WASHINGTON -- Proposed reforms to the Post-9/11 GI Bill will necessarily reduce benefits for some veterans, but supporters of the changes say that’s a necessary price to pay in order to ensure new provisions are approved in the waning days of the Congressional session.
A key change in the U.S. Senate bill, which passed the Senate Monday and moves on to the House for consideration, creates a new national baseline on benefits for veterans attending all colleges -- public, private and for-profit. While the current law derives its maximum payout from the highest in-state public tuition in a given state, the new legislation would cap annual payouts at $17,500. Any expenses above that threshold could be covered by the Yellow Ribbon Program, which allows participating private colleges to enter into dollar-for-dollar matching agreements with the U.S. Department of Veterans Affairs.
By creating a national benefit baseline, supporters say they will create equity in a program that currently provides differing awards to veterans depending on which state they choose for college. At the same time, veterans who have benefited from attending colleges in states with high public tuition will see a reduction in payouts from the program.
“There are, in some cases, student veterans who will lose money because of this law change. We know that,” said Brian Hawthorne, a spokesman for Student Veterans for America, which lobbied aggressively on the bill’s behalf.
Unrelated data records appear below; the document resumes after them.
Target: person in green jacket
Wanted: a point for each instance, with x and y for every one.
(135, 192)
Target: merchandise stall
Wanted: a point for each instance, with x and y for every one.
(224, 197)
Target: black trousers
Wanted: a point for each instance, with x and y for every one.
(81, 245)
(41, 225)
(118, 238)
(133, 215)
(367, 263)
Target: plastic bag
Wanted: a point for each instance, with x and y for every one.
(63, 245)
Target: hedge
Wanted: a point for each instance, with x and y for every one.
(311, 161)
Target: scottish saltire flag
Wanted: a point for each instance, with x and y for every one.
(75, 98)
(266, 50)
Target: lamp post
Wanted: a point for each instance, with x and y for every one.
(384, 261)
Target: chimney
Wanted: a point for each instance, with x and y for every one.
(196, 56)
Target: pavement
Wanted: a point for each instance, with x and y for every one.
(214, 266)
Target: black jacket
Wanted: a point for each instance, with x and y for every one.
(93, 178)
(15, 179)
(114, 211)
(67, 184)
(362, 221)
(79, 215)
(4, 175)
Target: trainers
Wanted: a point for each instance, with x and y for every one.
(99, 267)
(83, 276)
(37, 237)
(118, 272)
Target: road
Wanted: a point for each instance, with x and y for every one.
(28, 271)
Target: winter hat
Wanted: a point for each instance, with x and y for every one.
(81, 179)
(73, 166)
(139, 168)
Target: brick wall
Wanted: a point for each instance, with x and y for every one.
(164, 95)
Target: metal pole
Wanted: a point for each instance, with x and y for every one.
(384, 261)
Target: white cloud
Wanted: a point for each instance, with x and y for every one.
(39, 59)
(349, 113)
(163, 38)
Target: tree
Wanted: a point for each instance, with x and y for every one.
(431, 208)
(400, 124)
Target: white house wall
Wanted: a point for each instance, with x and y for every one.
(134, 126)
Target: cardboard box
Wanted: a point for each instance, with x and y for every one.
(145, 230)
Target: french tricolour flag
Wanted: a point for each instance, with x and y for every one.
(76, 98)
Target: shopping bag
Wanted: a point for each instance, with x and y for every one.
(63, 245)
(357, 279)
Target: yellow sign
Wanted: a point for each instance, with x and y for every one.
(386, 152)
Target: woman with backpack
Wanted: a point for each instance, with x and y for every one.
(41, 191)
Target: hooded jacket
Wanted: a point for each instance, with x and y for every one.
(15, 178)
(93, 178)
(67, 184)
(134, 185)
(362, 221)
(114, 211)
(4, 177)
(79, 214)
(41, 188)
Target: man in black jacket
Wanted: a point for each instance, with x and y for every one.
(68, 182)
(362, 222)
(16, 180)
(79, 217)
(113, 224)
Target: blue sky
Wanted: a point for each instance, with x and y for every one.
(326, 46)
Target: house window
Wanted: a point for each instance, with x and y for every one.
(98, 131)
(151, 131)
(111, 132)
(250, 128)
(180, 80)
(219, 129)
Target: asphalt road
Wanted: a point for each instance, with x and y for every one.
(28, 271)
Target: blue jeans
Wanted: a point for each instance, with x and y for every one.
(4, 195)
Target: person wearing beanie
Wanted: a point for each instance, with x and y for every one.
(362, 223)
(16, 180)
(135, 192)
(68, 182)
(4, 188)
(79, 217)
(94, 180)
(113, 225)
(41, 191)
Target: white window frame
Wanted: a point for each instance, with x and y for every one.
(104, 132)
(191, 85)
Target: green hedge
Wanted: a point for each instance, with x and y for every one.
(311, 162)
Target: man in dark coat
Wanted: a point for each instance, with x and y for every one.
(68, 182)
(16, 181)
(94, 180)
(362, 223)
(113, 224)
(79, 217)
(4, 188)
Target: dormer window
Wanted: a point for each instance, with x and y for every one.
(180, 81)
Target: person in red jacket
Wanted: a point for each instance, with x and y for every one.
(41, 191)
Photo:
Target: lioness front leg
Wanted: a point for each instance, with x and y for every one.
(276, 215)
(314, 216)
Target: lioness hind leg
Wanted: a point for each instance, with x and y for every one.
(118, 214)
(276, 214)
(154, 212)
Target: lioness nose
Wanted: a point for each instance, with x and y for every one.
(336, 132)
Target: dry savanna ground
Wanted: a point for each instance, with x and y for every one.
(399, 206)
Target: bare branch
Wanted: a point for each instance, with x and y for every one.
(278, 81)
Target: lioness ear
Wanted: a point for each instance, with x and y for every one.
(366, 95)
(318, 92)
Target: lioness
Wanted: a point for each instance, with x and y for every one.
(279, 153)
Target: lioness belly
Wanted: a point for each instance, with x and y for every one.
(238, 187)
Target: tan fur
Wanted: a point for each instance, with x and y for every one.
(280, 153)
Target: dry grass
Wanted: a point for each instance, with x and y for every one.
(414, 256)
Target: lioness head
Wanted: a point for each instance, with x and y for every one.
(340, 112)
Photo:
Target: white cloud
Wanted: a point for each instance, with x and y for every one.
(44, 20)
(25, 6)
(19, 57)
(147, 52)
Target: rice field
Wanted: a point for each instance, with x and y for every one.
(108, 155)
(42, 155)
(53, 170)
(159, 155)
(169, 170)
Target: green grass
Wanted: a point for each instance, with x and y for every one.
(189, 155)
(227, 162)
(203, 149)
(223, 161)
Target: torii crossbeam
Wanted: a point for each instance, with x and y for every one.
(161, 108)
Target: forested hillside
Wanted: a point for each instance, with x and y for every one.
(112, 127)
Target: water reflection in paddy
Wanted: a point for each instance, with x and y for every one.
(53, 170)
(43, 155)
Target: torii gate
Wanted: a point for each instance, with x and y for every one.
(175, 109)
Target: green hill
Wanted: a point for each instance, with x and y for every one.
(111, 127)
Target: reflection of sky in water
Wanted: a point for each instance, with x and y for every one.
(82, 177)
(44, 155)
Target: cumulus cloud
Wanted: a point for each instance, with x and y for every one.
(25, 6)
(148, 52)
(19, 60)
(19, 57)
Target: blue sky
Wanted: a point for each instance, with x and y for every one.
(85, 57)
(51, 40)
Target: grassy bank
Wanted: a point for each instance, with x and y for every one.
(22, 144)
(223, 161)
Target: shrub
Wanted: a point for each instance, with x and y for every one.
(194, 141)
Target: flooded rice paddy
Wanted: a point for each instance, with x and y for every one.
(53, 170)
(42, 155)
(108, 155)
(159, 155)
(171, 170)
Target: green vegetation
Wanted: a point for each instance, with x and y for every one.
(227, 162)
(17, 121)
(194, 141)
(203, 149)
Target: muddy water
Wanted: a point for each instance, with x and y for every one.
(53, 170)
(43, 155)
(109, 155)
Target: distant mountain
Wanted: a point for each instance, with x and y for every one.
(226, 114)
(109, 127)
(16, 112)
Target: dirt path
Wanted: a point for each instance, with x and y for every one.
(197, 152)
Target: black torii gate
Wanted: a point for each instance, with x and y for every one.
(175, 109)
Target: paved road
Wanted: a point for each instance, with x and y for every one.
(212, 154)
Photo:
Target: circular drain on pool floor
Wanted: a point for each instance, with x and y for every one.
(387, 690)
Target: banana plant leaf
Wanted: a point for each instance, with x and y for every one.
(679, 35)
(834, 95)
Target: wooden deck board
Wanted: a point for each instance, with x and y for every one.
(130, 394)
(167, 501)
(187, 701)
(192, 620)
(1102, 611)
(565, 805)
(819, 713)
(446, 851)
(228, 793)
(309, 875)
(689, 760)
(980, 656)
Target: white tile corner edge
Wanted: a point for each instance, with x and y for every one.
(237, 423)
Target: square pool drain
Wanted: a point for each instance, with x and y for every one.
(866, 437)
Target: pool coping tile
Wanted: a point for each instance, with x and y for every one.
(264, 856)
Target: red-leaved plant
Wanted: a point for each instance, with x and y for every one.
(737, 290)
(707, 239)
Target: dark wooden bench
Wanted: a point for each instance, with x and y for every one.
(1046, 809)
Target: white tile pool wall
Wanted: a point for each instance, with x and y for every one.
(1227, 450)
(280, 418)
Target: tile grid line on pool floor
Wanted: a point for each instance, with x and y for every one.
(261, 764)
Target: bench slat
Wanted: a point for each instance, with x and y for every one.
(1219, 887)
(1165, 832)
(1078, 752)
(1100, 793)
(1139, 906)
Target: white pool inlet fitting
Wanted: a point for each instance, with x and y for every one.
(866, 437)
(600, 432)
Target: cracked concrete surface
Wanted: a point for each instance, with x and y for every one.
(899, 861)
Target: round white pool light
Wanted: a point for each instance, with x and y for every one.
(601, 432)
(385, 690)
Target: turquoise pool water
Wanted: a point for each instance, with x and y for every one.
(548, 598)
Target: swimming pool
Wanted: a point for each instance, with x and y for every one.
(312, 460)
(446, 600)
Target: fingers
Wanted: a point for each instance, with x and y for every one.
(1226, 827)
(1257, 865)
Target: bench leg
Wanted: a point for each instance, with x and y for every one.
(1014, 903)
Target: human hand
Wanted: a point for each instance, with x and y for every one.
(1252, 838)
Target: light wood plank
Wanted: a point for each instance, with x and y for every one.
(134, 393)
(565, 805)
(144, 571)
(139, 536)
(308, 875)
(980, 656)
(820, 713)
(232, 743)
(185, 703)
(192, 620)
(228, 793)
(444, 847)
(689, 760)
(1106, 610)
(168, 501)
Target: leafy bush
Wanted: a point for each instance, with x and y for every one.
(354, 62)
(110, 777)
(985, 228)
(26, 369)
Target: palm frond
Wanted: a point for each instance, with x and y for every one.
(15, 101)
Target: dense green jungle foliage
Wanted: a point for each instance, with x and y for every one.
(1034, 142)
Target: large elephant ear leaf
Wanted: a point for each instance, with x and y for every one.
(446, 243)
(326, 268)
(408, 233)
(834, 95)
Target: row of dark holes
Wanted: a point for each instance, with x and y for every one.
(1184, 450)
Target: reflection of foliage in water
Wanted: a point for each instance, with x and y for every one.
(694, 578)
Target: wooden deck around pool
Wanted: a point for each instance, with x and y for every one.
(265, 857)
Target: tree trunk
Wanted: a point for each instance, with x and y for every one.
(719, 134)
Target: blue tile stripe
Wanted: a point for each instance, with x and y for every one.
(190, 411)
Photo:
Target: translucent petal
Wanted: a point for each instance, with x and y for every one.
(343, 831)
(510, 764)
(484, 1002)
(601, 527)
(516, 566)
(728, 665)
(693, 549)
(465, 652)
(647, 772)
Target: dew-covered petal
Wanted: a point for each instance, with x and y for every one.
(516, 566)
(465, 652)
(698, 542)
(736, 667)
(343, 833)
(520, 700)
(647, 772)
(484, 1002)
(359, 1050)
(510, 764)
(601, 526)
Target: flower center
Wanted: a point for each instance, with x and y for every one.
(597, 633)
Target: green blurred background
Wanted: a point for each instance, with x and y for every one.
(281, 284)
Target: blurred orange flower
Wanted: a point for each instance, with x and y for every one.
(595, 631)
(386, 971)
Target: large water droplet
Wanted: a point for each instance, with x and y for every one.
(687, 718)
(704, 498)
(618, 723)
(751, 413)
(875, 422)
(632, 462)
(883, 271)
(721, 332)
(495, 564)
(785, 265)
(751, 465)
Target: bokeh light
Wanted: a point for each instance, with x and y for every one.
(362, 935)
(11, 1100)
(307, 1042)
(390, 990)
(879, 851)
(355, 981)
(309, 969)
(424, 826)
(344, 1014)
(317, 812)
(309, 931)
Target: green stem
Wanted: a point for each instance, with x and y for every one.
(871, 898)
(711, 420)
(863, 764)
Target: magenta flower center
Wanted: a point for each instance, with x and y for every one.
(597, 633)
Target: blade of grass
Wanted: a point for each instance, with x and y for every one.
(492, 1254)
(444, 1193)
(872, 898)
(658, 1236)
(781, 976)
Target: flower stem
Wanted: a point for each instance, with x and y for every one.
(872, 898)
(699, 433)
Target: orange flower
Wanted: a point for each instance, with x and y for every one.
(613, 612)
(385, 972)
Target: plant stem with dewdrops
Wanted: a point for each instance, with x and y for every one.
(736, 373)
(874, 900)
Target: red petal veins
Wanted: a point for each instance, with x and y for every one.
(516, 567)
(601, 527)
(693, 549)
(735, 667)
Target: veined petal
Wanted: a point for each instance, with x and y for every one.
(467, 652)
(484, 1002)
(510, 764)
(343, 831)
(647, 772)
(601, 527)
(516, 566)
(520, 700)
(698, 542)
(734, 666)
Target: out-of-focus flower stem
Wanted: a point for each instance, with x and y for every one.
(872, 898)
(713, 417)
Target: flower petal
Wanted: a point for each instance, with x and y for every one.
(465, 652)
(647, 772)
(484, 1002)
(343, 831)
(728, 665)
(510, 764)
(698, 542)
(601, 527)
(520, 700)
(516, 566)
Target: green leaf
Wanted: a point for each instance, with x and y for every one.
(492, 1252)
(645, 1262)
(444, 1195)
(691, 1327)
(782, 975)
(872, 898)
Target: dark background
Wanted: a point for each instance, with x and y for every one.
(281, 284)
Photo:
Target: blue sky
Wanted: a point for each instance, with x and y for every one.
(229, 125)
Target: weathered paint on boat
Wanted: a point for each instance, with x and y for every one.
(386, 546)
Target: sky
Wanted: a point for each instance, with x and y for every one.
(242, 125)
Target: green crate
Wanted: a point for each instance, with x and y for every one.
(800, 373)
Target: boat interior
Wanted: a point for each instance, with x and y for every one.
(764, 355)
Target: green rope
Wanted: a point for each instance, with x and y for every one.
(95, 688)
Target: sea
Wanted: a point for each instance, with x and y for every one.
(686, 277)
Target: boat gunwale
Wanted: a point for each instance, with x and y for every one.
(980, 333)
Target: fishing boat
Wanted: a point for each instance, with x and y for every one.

Hawthorne expects payouts to actually increase in 40 to 45 states, adding that a benefit of the legislation is that it will “level the playing field” for all veterans.
While Congress is scrambling to wrap up business at the end of the year, Hawthorne said he expects the legislation could be passed in the House as early as today.
The American Council on Education Tuesday applauded some of the benefit expansions embodied in the Post-9/11 Veterans Educational Assistance Improvements Act of 2010, but expressed concerns about some key elements. In a letter to the House of Representatives, ACE was critical of the absence of a “hold harmless” provision, which would have prevented veterans currently enrolled in the program from losing benefits under the new national baseline.
The changes proposed to the Post-9/11 GI Bill aren't the first to provoke controversy in the program, which has drawn critics since its inception. Delays in the processing of payments for veterans caused a furor, and Sen. Tom Harkin, Democrat of Iowa, recently questioned whether the program disproportionately rewards some of the very for-profit colleges under fire from Harkin's Senate committee for what he characterizes as widespread unscrupulous practices.
The reform legislation could be boosted by a report from the Congressional Budget Office (CBO), which found this month that the Senate bill would actually reduce the cost of the program by $734 million in 2020. At the same time, Hawthorne lamented that the legislation couldn’t get closer to presenting revenue neutral changes to the program, rather than cutting money out of it.
There are several reasons for the reduction in the cost of the program, including a provision that would tie monthly living allowances to veterans’ course loads. The current legislation affords the same allowance to veterans taking half time -- more than six credits -- and above.